DUBLIN, July 25, 2011 ( – In a speech in the Dail, Irish Prime Minister Enda Kenny has attacked the Vatican, accusing it of obstructing efforts to protect children from clerical abusers, and of interfering in a “sovereign, democratic republic.”

Following the publication of an independent judicial report, the fourth of its kind, on the cover-up of abuse of minors in the Cloyne diocese, a tide of outrage and anger has gripped the Irish public, some of whom are calling for the arrest of the former Cloyne bishop, John Magee.

The Cloyne report highlighted a letter in which the Vatican described the Irish bishops’ 1996 guidelines for dealing with allegations of abuse as a “study document,” and not a binding set of rules. Vatican authorities had pointed out that the Irish guidelines had not sufficiently safeguarded the rights of accused priests to civil or canonical due process.

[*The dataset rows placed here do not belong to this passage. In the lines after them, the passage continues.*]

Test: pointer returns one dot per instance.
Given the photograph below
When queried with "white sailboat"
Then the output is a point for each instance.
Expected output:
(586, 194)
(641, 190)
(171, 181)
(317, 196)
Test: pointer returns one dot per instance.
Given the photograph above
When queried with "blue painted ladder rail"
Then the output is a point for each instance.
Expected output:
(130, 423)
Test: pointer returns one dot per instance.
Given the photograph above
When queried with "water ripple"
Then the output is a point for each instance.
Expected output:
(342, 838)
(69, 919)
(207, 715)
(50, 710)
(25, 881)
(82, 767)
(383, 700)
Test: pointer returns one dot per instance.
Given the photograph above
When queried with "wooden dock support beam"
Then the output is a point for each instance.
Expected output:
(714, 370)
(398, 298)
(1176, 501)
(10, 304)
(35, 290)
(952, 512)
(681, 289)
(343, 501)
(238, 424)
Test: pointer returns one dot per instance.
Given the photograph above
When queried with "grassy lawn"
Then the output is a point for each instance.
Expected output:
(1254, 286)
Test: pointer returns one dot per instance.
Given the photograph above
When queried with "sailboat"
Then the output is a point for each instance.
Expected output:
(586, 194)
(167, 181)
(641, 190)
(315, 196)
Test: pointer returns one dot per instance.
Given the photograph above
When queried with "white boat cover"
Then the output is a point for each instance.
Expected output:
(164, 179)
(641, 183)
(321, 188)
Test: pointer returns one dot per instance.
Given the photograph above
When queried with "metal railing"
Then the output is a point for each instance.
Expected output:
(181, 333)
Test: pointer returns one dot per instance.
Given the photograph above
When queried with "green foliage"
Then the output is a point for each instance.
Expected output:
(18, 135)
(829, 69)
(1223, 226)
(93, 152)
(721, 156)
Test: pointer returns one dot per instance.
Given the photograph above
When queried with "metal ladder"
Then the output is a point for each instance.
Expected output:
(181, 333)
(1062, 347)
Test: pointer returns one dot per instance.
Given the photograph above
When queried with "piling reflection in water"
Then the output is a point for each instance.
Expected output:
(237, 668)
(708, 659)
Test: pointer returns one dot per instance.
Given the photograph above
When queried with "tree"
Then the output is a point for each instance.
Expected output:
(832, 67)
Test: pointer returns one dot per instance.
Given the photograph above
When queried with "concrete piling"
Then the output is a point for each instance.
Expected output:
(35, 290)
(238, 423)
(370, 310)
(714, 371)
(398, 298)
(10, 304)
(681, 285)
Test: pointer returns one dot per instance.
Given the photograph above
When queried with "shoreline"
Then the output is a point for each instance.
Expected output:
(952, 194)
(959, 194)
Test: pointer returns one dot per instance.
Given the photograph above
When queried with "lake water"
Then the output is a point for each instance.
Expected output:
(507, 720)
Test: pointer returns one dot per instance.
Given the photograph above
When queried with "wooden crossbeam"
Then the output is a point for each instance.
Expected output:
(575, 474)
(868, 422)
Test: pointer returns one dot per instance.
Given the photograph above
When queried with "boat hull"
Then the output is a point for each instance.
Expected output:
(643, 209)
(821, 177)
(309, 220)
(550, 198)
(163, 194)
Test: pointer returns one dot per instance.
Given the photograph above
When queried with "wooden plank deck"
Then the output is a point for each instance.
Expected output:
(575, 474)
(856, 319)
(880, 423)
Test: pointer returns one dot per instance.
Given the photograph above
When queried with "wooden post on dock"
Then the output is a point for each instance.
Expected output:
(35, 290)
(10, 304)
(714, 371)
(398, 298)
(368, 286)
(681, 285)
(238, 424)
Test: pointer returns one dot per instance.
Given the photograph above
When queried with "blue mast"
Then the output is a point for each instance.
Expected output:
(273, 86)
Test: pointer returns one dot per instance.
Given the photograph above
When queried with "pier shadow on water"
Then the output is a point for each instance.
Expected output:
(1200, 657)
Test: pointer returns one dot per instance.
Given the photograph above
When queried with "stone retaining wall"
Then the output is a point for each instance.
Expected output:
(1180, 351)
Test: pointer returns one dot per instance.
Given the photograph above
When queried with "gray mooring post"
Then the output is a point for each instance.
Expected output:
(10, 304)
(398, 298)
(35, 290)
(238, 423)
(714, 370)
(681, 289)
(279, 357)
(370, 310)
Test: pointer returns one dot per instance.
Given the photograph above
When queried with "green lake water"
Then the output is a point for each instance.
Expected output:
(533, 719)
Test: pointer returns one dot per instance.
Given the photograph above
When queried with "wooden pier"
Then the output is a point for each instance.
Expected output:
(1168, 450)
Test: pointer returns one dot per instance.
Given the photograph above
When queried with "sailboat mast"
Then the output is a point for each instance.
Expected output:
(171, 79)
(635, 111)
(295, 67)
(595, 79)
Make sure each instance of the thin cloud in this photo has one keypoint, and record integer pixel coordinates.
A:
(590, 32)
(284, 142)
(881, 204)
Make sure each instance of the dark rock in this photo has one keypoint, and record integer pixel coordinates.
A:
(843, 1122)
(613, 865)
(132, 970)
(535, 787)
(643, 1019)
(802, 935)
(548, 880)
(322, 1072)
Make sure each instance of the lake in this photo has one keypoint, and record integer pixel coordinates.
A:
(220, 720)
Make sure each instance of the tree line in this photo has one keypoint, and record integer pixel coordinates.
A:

This letter was the basis of Enda Kenny’s attack on the Vatican. Kenny called the letter an “attempt by the Holy See, to frustrate an Inquiry in a sovereign, democratic republic as little as three years ago.”

He also accused the Vatican of placing canon law above civil law and having “downplayed or managed” the “rape and torture of children … to uphold instead, the primacy of the institution, its power, standing and ‘reputation.’”

Kenny said that “the Irish people, including the very many faithful Catholics who – like me – have been shocked and dismayed by the repeated failings of church authorities to face up to what is required, deserve and require confirmation from the Vatican that they do accept, endorse and require compliance by all church authorities here with, the obligations to report all cases of suspected abuse, whether current or historical, to the state’s authorities.”

This confirmation, however, has already been given. In 2001, Pope Benedict XVI, when he was Joseph Ratzinger, the Cardinal Prefect of the Congregation for the Doctrine of the Faith, issued norms for the Church worldwide making clear that “civil law concerning reporting of crimes to the appropriate authorities should always be followed.”

The Cloyne report found, however, that two-thirds of abuse allegations made between 1996 and 2009 were not passed on to police, as required by the Irish Church’s guidelines and Cardinal Ratzinger’s clear norms.

While Kenny has focused on the Vatican, the four reports published by the Murphy Commission have specifically named four Irish bishops as the culprits behind the lack of reporting of abuse. The investigation into the Cloyne diocese found that “the primary responsibility for the failure to implement the agreed procedures lies with Bishop Magee.”

“It is a remarkable fact,” the report notes, “that Bishop Magee took little or no active interest in the management of clerical child sexual abuse cases until 2008.”

“The commission recognises that the church guidelines were far more stringent than those adopted by the State in that they required that all allegations against priests operating in a diocese be reported to the health authorities as well as to the gardaí,” the Cloyne report said.

Public outrage against the Irish Catholic leadership, particularly against the bishops, is likely behind the absence of any official response from the Conference of Irish Catholic bishops to the suggestion by ministers that priests who refuse to disclose information gained in confession could be jailed.

On July 13th Justice Minister Alan Shatter and Children’s Minister Frances Fitzgerald announced that the government will finally install rules making reporting mandatory throughout Ireland. These, they said, will apply even to priests who learn of abuse in the confessional – even though confession is governed by the strictest secrecy under Church law.

The Cloyne report also pointed to a lack of co-operation from the Department of Children with the committee’s investigation – a finding that has received little attention. The department, the Cloyne report said, took refuge in legal confidentiality privileges and refused to disclose the nature of legal advice it had received pertaining to its authority in cases of abuse by non-family members. On the strength of that advice and despite the concerns of individual social workers, the department, the report said, claimed that the law was already sufficient to protect children from non-familial abusers.

The Cloyne Report is the fourth in a series of judicial investigations into decades of sexual, physical and psychological abuse of young people in parishes, orphanages and workhouses. In the first half of the 20th century, the secular authorities paired with the Church to create these institutions throughout Ireland, ostensibly for the care and correction of young people. These included the notorious laundries where young women who were suspected of immoral behavior were incarcerated.